Bursaspor taraftarlarının hepsi değilse bile en az yarısı takımla ilgili her şeyi bilir. Fısıltı gazetesi çalışır ve diğer yarısı da bilgi verenin kulak misafiri olur.

Teknolojinin nimetlerinden yararlanan taraftarlar, 10 dakika içinde organize olur ve maçlara gelir. Protokol yerini, aldığında taraftar sesini yükseltmeye başlar. Takımların sahadaki dizilişi bittiğinde de ‘Bursa Bursa’ seslerinin yükseldiğine çok şahit oldum.

Şimdi 1 yıllığına da olsa yeni bir yönetim var. Recep Bölükbaşı, Bursa’yı bilen, Bursaspor için gecesini gündüzüne katan insanlardan. Heyecanlı, yüzü gülen, hızlı düşünen, ekibini kılı kırk yararak oluşturan ve merhum İbrahim Yazıcı’nın yanında yetişen bir yönetici…

Bursaspor futbol takımının yanına basketbol takımını da eklemek istediğini kulaklarımla duydum. Araştırma-Geliştirme (Ar-Ge) birimi dedi… Büyükşehir Belediye Başkanı Recep Altepe’nin sözünü verdiği akaryakıt istasyonları ile yeni gelir kaynakları elde edeceklerini söyledi… Bursa’da doğan ve Bursa’da doyan herkesten yardım istedi.

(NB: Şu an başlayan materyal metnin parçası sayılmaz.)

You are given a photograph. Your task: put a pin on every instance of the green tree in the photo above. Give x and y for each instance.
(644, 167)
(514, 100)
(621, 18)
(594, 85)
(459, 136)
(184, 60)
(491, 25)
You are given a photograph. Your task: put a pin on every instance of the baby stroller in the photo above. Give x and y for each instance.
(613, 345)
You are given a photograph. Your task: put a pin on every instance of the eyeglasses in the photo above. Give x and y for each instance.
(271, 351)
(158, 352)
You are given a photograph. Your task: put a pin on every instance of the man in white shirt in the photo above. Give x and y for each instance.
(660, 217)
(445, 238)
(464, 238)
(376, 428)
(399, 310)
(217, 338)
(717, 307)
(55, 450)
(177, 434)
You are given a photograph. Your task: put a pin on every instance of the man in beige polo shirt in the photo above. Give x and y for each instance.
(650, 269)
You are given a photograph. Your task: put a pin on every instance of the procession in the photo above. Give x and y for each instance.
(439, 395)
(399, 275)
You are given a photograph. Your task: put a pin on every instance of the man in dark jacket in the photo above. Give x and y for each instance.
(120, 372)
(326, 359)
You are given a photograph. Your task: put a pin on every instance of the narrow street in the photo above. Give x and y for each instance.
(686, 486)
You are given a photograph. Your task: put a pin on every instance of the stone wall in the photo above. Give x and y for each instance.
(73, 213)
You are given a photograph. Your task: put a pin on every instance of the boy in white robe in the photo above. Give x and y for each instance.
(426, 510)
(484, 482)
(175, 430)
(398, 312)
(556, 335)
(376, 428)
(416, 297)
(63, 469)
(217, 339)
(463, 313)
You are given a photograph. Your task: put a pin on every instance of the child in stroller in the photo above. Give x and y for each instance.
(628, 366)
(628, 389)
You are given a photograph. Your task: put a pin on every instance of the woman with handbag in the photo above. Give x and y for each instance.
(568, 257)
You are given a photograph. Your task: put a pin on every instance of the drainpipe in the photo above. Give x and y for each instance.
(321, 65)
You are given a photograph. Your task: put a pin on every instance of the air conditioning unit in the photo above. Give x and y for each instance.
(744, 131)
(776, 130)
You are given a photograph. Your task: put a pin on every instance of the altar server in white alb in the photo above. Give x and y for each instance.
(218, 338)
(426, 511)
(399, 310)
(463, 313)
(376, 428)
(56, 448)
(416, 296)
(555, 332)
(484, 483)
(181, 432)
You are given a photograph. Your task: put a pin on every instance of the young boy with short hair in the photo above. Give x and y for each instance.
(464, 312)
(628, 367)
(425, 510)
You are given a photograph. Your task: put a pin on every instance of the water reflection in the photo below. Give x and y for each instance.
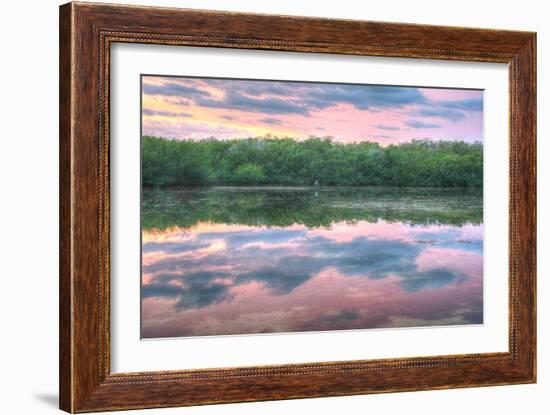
(248, 271)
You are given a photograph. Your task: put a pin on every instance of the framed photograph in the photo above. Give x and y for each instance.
(259, 207)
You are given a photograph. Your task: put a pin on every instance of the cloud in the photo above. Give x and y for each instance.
(421, 124)
(362, 96)
(150, 112)
(472, 104)
(387, 127)
(445, 113)
(269, 105)
(270, 120)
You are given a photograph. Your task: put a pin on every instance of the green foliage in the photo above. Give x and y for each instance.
(315, 161)
(249, 174)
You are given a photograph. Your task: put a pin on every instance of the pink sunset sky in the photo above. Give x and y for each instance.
(200, 108)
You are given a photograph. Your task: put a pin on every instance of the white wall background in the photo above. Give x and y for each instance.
(29, 205)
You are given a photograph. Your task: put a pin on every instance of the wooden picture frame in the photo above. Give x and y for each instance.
(86, 33)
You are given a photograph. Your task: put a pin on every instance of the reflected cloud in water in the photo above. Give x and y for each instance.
(214, 279)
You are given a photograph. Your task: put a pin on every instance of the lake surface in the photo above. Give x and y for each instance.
(234, 260)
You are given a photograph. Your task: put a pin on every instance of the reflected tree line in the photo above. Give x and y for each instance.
(315, 161)
(309, 206)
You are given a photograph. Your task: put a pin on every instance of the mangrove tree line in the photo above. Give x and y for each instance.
(314, 161)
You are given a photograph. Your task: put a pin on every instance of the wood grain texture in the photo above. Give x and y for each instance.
(86, 34)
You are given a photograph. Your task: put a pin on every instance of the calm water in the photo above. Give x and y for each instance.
(262, 260)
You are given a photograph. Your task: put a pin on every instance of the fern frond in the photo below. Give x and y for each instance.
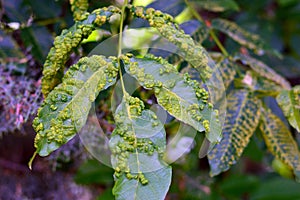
(280, 141)
(243, 111)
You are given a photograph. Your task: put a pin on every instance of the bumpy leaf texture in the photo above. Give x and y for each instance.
(137, 144)
(66, 108)
(178, 95)
(243, 111)
(64, 44)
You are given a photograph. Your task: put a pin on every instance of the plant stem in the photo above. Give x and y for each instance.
(211, 32)
(120, 44)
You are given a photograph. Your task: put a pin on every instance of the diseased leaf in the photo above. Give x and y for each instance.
(160, 180)
(179, 95)
(256, 83)
(241, 36)
(137, 144)
(280, 142)
(263, 70)
(79, 9)
(243, 111)
(228, 71)
(217, 5)
(193, 53)
(196, 29)
(65, 109)
(289, 101)
(172, 7)
(69, 39)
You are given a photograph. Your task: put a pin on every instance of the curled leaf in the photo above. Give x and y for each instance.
(66, 108)
(69, 39)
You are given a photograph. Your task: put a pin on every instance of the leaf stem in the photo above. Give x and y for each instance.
(120, 44)
(211, 32)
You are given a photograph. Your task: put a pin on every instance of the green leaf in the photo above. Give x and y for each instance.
(263, 70)
(64, 44)
(289, 101)
(91, 172)
(243, 111)
(178, 95)
(280, 141)
(196, 29)
(137, 145)
(228, 71)
(256, 83)
(217, 5)
(193, 53)
(79, 9)
(241, 36)
(65, 109)
(160, 180)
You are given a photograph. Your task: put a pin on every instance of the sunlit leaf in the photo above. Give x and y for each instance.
(280, 141)
(243, 111)
(65, 109)
(193, 53)
(289, 101)
(66, 42)
(181, 97)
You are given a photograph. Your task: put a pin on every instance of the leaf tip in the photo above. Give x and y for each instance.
(31, 160)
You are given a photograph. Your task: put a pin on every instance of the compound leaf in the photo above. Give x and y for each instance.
(289, 101)
(64, 43)
(65, 109)
(137, 146)
(79, 9)
(241, 36)
(193, 53)
(263, 70)
(196, 29)
(243, 111)
(179, 95)
(280, 142)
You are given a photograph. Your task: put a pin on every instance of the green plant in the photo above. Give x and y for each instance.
(138, 157)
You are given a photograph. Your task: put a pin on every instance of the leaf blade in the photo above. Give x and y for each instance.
(137, 154)
(240, 123)
(280, 142)
(181, 97)
(65, 109)
(289, 102)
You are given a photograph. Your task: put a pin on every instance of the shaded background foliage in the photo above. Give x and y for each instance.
(26, 35)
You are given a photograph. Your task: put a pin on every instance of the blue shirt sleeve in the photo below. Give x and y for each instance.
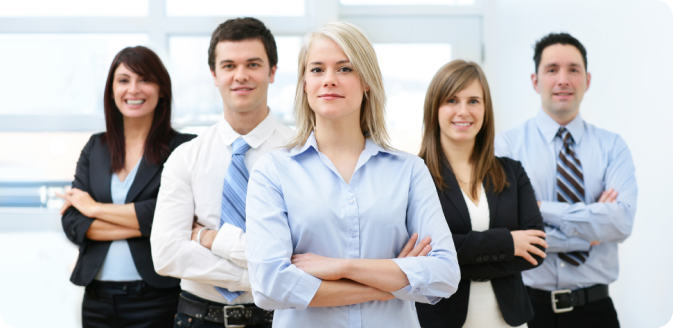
(604, 222)
(436, 275)
(275, 282)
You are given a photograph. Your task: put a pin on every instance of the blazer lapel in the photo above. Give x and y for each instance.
(144, 175)
(492, 206)
(99, 173)
(454, 195)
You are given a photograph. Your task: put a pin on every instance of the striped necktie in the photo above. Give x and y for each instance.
(233, 197)
(570, 182)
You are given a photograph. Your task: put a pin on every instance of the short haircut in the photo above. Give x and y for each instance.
(557, 38)
(146, 63)
(360, 52)
(240, 29)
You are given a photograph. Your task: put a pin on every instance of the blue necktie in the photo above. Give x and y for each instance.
(233, 197)
(570, 183)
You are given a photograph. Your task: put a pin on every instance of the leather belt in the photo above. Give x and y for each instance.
(565, 300)
(239, 315)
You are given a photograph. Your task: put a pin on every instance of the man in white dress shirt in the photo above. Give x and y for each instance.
(187, 240)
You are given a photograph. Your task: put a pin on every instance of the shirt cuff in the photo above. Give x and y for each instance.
(303, 292)
(552, 212)
(230, 242)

Vali Münir Karaloğlu ve Büyükşehir Belediye Başkanı Recep Altepe başta olmak üzere sanayiciler, iş adamları, iş kadınları, sivil toplum kuruluşları, mühendis odaları, dernekler, ilçelerin belediye başkanları kısaca herkesin yardımı ile Bursaspor yenilmez armada yapılabilir. Türkiye’nin en büyük şehir takımı koşmaya başladığında kentte yüzler gülmeye başlar, her kurum ve kuruluşun marka değeri yükselir. Her televizyonda, her gazetede, her dergide, her internet ortamında Bursa sesleri… Canlı yayınlarda onlarca, binlerce kez Bursa’yı duyduğunuzda yaşayacağınız gururu şimdiden görüyorum. Tarih ilk adımla başlar. Yazmaya başladığımızda geleceği de kurmuş oluruz. Çocuklarınızın, torunlarınızın ‘Bursalıyız’ sözünü göğüsleri kabararak söylemesi, bugünlerde sizin atacağınız adımlara bağlı.

Bir şehir takımına sahip çıkmalıdır, çıkılacağına inanıyorum. Ticaret ve sanayi nasıl ayrılmaz iki parça ise; Bursa ve Bursaspor da öyle…

Her katkı size yol, su, elektrik olarak dönecektir, hiç kuşkunuz olmasın.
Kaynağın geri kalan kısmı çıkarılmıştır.